At CHRISTUS, we designed the facility to be prepared for surges by including an ambulance canopy that can convert into a mass decontamination area. Furthermore, the entire Emergency Department is isolated from the remainder of the hospital’s air distribution system, and there is an adjacent potential isolation unit. A large multipurpose room is prepared for emergency adaptation that contains radio hook-ups, antennae, and multi-media equipment for communication.

Intermountain Healthcare: Alta View, Sandy, Utah

As medical facilities become more dynamic and flexible, life-saving  information needs to be accessible, too, no matter where a patient is. An emerging area of design intelligence is telemedicine, where specialized centers allow doctors of all specialties to communicate with each other in real time, offering advice and instruction in the case that a patient may require the expertise of a doctor miles away. At Intermountain Healthcare: Alta View in Sandy, Utah, our design teams incorporated telemedicine monitors in each trauma room and each intensive care bed, enabling videoconferencing with specialists at their main telehealth center. The added information and aid this technology gives to healthcare providers and doctors can be a key factor in stopping the spread of COVID-19.

Telemedicine
The Telehealth Center at Nicklaus Children's Hospital in Miami, Florida, enables specialists to teleconference with other healthcare providers around the world.

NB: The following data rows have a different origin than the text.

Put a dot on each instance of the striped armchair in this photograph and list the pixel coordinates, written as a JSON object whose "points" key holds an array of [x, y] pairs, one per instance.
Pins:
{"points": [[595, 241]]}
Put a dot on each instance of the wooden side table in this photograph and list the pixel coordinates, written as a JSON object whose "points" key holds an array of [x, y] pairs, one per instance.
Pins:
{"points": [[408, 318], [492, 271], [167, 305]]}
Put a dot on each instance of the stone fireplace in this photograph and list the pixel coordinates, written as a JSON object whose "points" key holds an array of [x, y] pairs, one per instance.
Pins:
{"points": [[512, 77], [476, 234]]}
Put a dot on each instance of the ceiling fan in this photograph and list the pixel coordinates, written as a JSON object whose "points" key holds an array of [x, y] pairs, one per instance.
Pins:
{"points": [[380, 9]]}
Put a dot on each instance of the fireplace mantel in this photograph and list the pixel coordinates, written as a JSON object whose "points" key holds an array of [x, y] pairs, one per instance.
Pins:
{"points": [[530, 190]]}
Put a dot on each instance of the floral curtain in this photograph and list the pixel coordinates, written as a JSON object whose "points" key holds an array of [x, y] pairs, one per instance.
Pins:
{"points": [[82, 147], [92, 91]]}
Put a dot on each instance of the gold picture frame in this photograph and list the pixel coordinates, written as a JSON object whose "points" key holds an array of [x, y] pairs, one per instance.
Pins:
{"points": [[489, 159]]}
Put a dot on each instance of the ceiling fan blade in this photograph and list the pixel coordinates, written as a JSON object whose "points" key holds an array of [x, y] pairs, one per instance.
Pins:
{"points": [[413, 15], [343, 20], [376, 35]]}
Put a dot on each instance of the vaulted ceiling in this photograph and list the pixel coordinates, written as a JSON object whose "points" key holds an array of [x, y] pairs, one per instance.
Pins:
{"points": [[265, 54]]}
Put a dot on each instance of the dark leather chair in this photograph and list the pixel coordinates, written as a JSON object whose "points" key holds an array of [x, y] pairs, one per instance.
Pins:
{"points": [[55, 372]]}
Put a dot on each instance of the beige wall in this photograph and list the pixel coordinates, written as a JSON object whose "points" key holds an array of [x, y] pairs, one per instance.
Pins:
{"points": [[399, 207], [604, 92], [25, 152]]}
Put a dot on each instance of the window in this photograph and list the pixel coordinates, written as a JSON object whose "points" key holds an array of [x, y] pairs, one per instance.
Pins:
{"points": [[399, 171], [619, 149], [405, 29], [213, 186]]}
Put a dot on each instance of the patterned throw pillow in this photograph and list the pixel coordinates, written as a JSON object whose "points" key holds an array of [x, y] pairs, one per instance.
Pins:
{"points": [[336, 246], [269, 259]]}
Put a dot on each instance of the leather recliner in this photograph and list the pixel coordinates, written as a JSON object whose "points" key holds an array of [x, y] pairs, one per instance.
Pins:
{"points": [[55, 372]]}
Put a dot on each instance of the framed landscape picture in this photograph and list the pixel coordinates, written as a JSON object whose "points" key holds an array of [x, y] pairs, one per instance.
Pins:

Emergency departments and healthcare facilities around the world are at the front lines of crises and pandemics like COVID-19. Our healthcare design teams work with clients, patients, and doctors to create customized and future-ready solutions for spaces that ease the workloads of healthcare workers while also keeping them, their patients, and their families healthy and safe. By combining operational design approaches with healthy, flexible spaces, we continue to transform our healthcare system, helping doctors everywhere offer life-changing care with confidence.